I agree with this scenario, although virtual worlds must evolve into an essential aspect of our daily lives by offering an essential “service.” Otherwise, they will become boring and cumbersome. –Susan Thomas, S2 Enterprises LLC

Second Life is the most overhyped alleged phenom of the century, so far. There’s plenty of reality to go around; we don’t need artificial versions of it. Jeff Jarvis, top blogger at Buzzmachine.com; professor at City University of New York Graduate School of Journalism; contributor and consultant to the Guardian; adviser to start-ups

While levels of engagement will vary, 3-D technology will take off the more personalized it gets. Being able to have a virtual coffee with a friend in a different city, where it looks like you’re sitting at a cafe, can see a photorealistic representation of your friend, can select your favorite songs on a virtual jukebox, and talk in real time via headsets, will be a major driving force. In other words, the more senses a 3-D world can stimulate beyond just vision, the more people will gravitate toward it. –John Jordan, associate professor of communications, University of Wisconsin-Milwaukee

Are we headed toward the Matrix? If so, then we should remember that while the first movie was inspiring, the next two were disappointing flops. It’s far too early to engage in the kind of futurology this particular question prompts. –Dennis Baron, professor of English and linguistics, University of Illinois, runs the Web of Language site and researches the technologies of communication

Augmented reality will be pervasive in 2020 as both a social norm and a business strategy. Virtual reality tools will be used for entertainment, as they are today, as well as for remote training, education, consulting, and management. Geography will continue to mean less to businesses and new forms of entertainment will make it less likely that you travel to your vacation by 2020. –Gerard LaFond, founder and chief strategy officer, red TANGENT, and co-founder of Persuasive Games; works with leading brand companies such as Sony, Ubi Soft and Kraft

Virtual worlds are the next evolution in the social networking, and once it becomes easier to integrate content from an external environment into the virtual, the development and integration will become as ubiquitous as the Web. –Karmon Runquist, ITS manager, Western Illinois University; formerly a consultant at Alliance Library System

Virtual Worlds will remain the domain of the escapists and of professions, such as architecture and modeling where there are real world applications.

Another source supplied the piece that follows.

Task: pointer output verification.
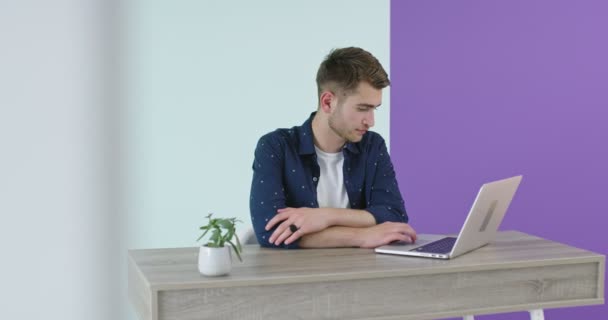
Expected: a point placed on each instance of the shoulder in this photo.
(372, 141)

One caveat: This idea is very Star Trek Holodeck.  If the Holodeck can be mass produced, it will alter our existence. Theresa Maddix, satisfaction research analyst, ForeSee Results

While “many” will be involved, the majority of Internet users and especially the majority of real-world people will not be active in metaverses. Already, I often hear/read of backlashes for the anti-social nature of places like Second Life. Anti-social meaning we are interacting via our computer, not face-to-face. Mike Driehorst, messaging strategist; leads social media for Hanson Inc., an interactive communications and video production company

Shudder! Yes, I think this happen. The only upside is I will be able to shop and try on clothes without leaving my home. –Mariana Almeida, product manager of Web products for healthcare, Kaiser Permanente

It will still be possible to withdraw from “real life.”  In fact, more people will totally disappear from their “real-life” social circles than happens today. –John Jobst, IT specialist, U.S. Army Corps of Engineer

Virtual worlds still won’t beat the sensations possible in real life. However, we’re probably moving closer to having avatars that can be virtual personal assistants instead of being idle when they’re not in use. Brian T. Nakamoto, co-founder of MrJoy Inc. and product-line manager for Everyone.net, (a leading provider of outsourced e-mail solutions for individuals and companies around the world)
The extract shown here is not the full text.